Recently developed anisotropy-analysis methods use the following methods—individually or in combination—to provide reliable identification and evaluation of in-situ and induced fractures:

  • Crossed-dipole shear
  • Stoneley-wave
  • Acoustic-imaging data

(see the Anisotropy analysis article for more information on crossed-dipole anisotropy analysis)

Stoneley-wave analysis

The pressure-driven, fluid-borne nature of Stoneley waves makes them sensitive to fluid movement, and thus, to open fractures. The effects of open fractures on Stoneley waves are[7][8][9]:

  • Amplitude reduction
  • An increase in Stoneley slowness
  • The occurrence of mode conversion
  • The occurrence of Stoneley reflections

The Stoneley wave responds to fracture permeability while NMR does not, thus, the Stoneley-wave permeability is greater in the presence of fractures than NMR permeability. The combined use of Stoneley- and NMR-derived permeability provides a fracture indicator in both sandstones (Fig. 1) and carbonates (Fig. 2).[10]
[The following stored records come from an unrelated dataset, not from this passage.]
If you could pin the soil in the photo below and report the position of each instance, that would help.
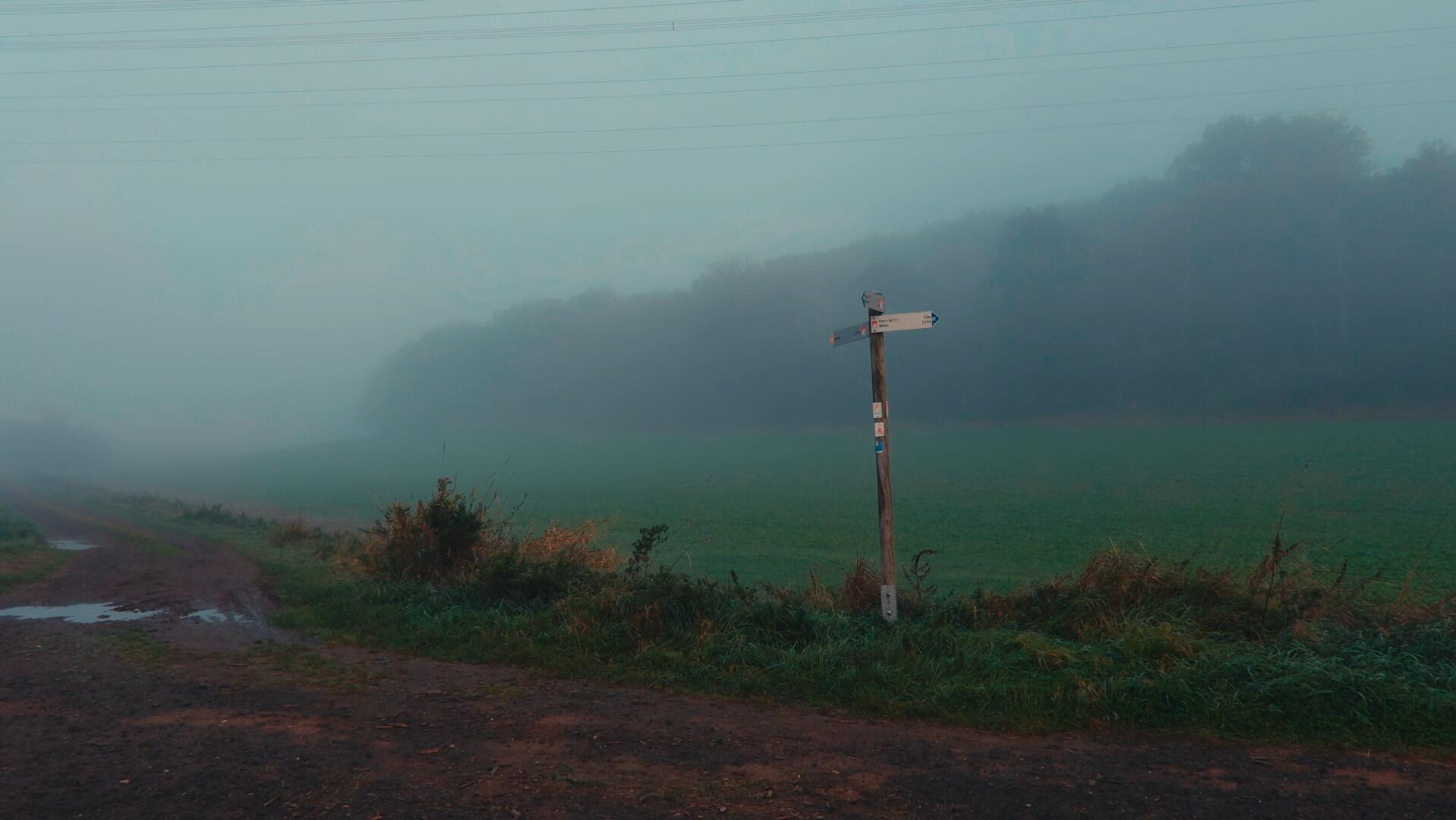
(228, 717)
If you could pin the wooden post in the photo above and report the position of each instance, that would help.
(888, 605)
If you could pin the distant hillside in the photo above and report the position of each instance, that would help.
(1268, 271)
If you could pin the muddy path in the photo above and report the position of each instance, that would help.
(178, 715)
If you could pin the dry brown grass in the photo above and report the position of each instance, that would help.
(567, 544)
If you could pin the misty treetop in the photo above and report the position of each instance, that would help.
(1270, 271)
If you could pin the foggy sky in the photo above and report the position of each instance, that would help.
(241, 304)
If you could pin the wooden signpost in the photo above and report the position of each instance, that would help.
(875, 328)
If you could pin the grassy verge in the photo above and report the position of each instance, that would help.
(108, 506)
(24, 555)
(1278, 651)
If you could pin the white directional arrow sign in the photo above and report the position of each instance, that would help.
(851, 334)
(891, 322)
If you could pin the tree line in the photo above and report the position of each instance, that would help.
(1272, 271)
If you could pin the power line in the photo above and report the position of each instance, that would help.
(714, 125)
(581, 9)
(178, 6)
(623, 49)
(420, 17)
(574, 30)
(698, 92)
(748, 74)
(686, 149)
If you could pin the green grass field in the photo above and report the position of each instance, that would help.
(24, 555)
(999, 506)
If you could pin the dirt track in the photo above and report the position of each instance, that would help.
(236, 720)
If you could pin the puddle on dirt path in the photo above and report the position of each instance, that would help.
(219, 617)
(77, 613)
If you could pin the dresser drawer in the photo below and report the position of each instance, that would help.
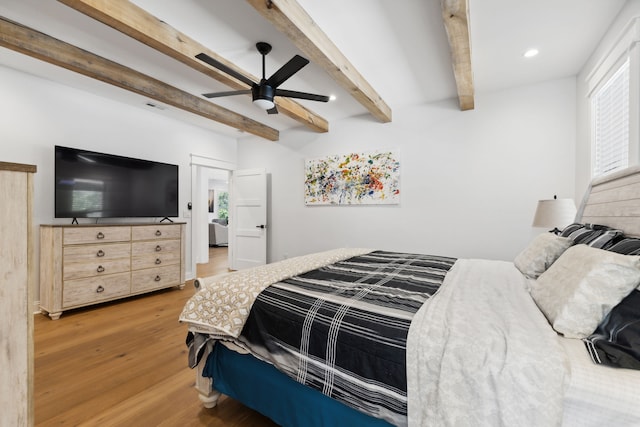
(151, 232)
(81, 235)
(95, 268)
(156, 259)
(155, 278)
(97, 253)
(95, 289)
(146, 254)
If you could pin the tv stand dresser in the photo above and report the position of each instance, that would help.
(81, 265)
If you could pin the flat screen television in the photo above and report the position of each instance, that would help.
(98, 185)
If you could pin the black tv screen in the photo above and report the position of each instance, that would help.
(98, 185)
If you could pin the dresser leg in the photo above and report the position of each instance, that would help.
(55, 316)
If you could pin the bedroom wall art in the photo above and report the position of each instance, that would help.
(370, 178)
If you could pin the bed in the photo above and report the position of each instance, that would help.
(365, 337)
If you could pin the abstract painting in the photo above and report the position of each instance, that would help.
(353, 179)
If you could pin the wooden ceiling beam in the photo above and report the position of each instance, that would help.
(455, 14)
(30, 42)
(293, 21)
(137, 23)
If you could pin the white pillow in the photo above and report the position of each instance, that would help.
(543, 250)
(582, 286)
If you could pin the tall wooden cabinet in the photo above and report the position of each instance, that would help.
(16, 300)
(82, 265)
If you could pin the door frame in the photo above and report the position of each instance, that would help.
(199, 164)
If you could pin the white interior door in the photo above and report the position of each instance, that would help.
(247, 218)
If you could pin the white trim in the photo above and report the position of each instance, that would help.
(211, 162)
(628, 38)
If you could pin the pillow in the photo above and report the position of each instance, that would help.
(582, 286)
(540, 254)
(625, 245)
(616, 341)
(594, 235)
(571, 228)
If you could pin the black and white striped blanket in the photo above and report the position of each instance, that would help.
(342, 328)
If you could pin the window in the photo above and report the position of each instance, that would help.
(610, 117)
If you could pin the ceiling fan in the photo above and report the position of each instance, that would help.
(264, 92)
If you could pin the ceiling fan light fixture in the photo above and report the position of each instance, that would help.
(265, 104)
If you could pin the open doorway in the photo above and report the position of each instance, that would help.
(210, 211)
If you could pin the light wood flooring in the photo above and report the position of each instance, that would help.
(125, 364)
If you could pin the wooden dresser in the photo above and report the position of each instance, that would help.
(16, 294)
(81, 265)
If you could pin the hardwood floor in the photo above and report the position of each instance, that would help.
(125, 364)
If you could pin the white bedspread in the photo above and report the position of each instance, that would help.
(599, 395)
(480, 353)
(222, 305)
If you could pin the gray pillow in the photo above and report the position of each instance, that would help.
(543, 250)
(582, 287)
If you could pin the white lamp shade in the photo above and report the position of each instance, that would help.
(265, 104)
(554, 213)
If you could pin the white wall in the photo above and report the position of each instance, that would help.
(36, 114)
(470, 180)
(583, 147)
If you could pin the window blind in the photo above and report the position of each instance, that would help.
(610, 107)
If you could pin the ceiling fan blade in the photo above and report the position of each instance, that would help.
(301, 95)
(287, 70)
(229, 93)
(220, 66)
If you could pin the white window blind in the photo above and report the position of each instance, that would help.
(610, 109)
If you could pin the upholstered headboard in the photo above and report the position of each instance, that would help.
(614, 200)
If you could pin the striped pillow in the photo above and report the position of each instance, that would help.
(625, 245)
(594, 235)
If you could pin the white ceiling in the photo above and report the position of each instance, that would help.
(400, 47)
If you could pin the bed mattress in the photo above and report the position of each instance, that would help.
(599, 395)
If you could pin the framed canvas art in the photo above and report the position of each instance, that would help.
(370, 178)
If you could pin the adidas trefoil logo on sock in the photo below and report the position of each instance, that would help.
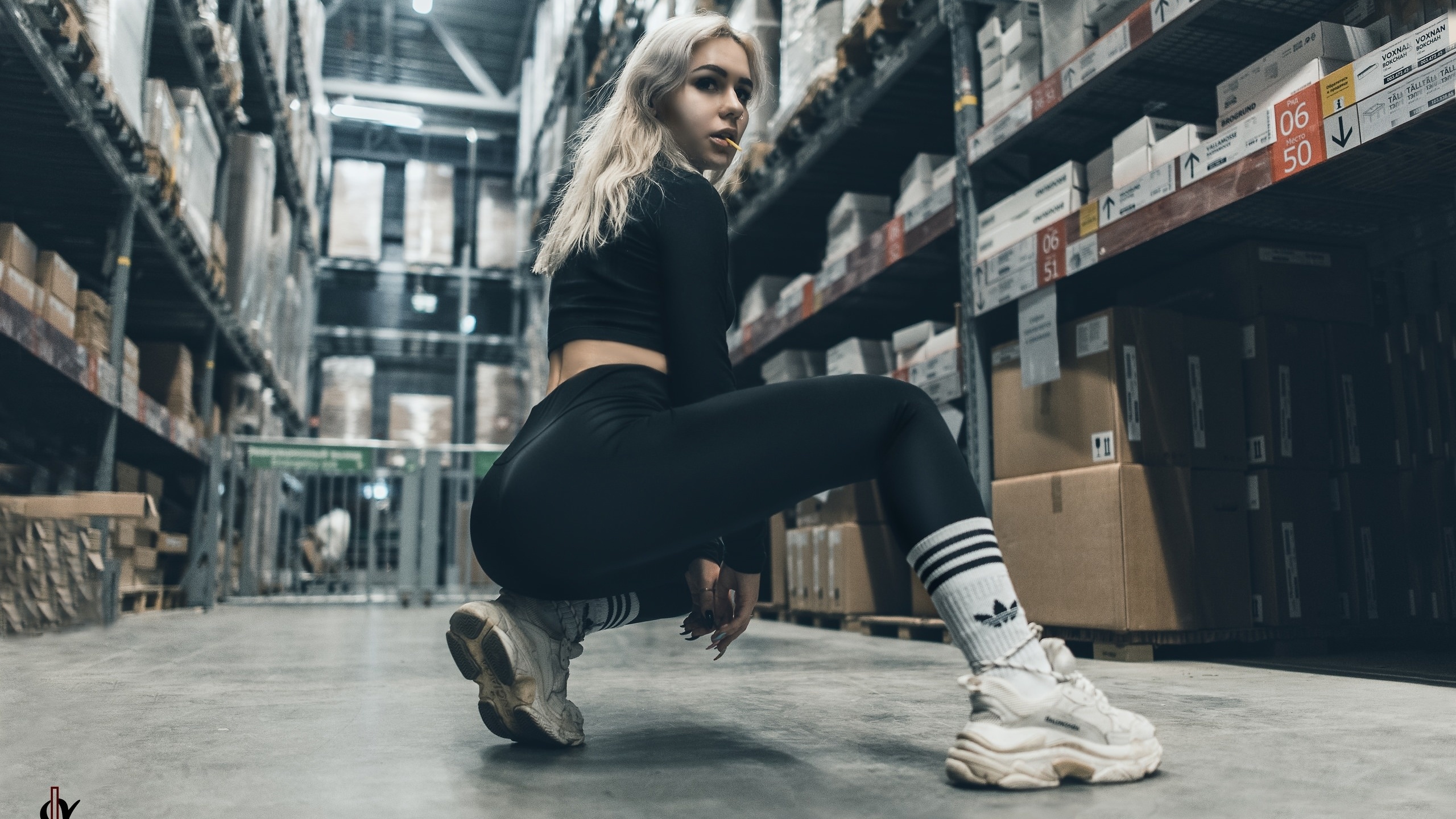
(1001, 615)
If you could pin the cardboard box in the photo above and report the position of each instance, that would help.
(1123, 397)
(776, 589)
(865, 572)
(16, 250)
(57, 278)
(167, 375)
(1143, 133)
(1213, 350)
(1252, 279)
(1285, 394)
(857, 503)
(1371, 547)
(1362, 407)
(1122, 547)
(171, 544)
(59, 315)
(1292, 548)
(19, 288)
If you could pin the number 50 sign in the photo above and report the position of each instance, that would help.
(1299, 133)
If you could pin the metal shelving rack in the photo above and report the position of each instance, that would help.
(85, 181)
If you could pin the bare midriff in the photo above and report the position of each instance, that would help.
(586, 353)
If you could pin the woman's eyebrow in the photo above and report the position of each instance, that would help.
(723, 73)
  1. Morris, R.L., Grine, D.R., and Arkfeld, T.E. 1964. Using Compressional and Shear Acoustic Amplitudes for The Location of Fractures. J Pet Technol 16 (6): 623-632. SPE-723-PA.
  2. Minne, J.-C. and Gartne, J. 1979. Fracture Detection in the Middle East. Presented at the Middle East Technical Conference and Exhibition, Bahrain, 25-28 February 1979. SPE-7773-MS.
  3. Cheung, P.S.V. 1984. Fracture Detection Using the Sonic Tool, paper 42. Trans., 1984 Intl. Formation Evaluation Symposium, SPWLA, Paris Chapter (SAID) 1–8.
  4. Prensky, S. 1999. Advances in Borehole Imaging Technology and Applications. In Borehole Imaging—Applications and Case Histories, M.A. Lovell, G. Williamson, and P.K. Harvey eds., 1-44. London: Geological Soc., Special Publication No. 159.
  5. Paillet, F.L. 1991. Qualitative and Quantitative Interpretations of Fracture Permeability by Means of Acoustic Full-Waveform Logs. The Log Analyst 32 (3): 256–270.
  6. Aguilera, R. 1995. Formation Evaluation by Well Log Analysis. In Naturally Fractured Reservoirs, second edition, Ch. 3, 181-315. Tulsa, Oklahoma: PennWell Publishing Co.
  7. Paillet, F.L. 1991. Qualitative and Quantitative Interpretations of Fracture Permeability by Means of Acoustic Full-Waveform Logs. The Log Analyst 32 (3): 256–270.
  8. Hornby, B.E. et al. 1989. Fracture Evaluation Using Reflected Stoneley-Wave Arrivals. Geophysics 54 (10): 1,274–1,288.
  9. Medlin, W.L. and Schmitt, D.P. 1994. Fracture Diagnostics With Tube-Wave Reflection Logs. J Pet Technol 46 (3): 239-248. SPE-22872-PA.
  10. Tang, X.M., Altunbay, M., and Shorey, D. 1998. Joint Interpretation of Formation Permeability from Wireline Acoustic NMR, and Image Log Data, paper KK. Trans., 1998 Annual Logging Symposium, SPWLA, 1–13.